In der arbeitsrechtlichen Literatur ist anerkannt, dass - abweichend von den allgemeinen Grundsätzen - bei längerer Verhinderungsdauer nach Ablauf des Anspruchs nach § 616 BGB die unbezahlte Freistellung nach § 45 SGB V in Anspruch genommen werden kann, ohne dass der Vergütungsanspruch für die ersten Tage erlischt.
2.3 Vorrang tariflicher Regelungen
Der Anspruch auf Freistellung und Entgeltfortzahlung bei Verhinderung aus persönlichen Gründen ist in vielen Tarifverträgen detailliert festgelegt.

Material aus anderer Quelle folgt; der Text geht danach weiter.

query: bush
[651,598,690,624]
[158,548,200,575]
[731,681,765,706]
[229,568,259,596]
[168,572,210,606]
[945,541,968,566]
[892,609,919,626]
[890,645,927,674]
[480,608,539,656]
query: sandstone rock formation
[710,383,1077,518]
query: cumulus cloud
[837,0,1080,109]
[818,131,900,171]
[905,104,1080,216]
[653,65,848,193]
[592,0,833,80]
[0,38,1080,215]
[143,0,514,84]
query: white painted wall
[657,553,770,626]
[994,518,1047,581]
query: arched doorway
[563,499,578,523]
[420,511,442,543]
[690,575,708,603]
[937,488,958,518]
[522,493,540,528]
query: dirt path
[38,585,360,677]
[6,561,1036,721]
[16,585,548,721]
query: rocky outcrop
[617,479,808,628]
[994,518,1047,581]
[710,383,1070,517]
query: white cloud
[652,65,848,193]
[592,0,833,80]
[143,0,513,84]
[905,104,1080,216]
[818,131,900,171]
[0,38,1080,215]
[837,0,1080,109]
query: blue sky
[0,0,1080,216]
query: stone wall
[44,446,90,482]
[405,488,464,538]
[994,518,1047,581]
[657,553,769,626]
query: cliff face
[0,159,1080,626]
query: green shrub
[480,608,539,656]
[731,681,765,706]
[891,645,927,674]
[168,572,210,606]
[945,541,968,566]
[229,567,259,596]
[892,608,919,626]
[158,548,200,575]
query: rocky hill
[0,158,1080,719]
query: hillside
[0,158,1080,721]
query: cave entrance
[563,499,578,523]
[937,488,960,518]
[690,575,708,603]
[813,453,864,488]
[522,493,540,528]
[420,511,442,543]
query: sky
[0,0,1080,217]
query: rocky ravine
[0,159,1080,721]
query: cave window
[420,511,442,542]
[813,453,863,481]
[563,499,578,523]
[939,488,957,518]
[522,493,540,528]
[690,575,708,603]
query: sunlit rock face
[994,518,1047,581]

Diese kollektiven Regelungen gehen § 616 BGB vor, auch wenn sie für den Arbeitnehmer ungünstiger sind (st. Rechtsprechung, vgl. BAG, 18.01.2001 - 6 AZR 492/99).
Beispiel:
Nach § 29 Abs. 1 TVöD hat der Arbeitnehmer unter bestimmten Voraussetzungen einen Anspruch auf bezahlte Freistellung für bis zu vier Arbeitstage je Kalenderjahr bei schwerer Erkrankung eines Kindes, das das zwölfte Lebensjahr noch nicht vollendet hat, wenn im laufenden Kalenderjahr kein Anspruch nach § 45 SGB V besteht. Muss ein weiteres Kind gepflegt werden, gilt die tariflich ergänzend festgelegte Obergrenze von fünf Arbeitstagen im Kalenderjahr (siehe auch BAG, 05.08.2014 – 9 AZR 878/12).
Praxistipp:
Zur Auslegung tarifvertraglicher Klauseln im Zusammenhang mit bezahlter Freistellung siehe auch das Gemeinsame Rundschreiben der Krankenkassen zum Krankengeld bei Erkrankung des Kindes gemäß § 45 SGB V und zum Kinderverletztengeld gem. § 45 Abs. 4 SGB VII vom 07.12.2017 i.d.F. vom 18./19.06.2019.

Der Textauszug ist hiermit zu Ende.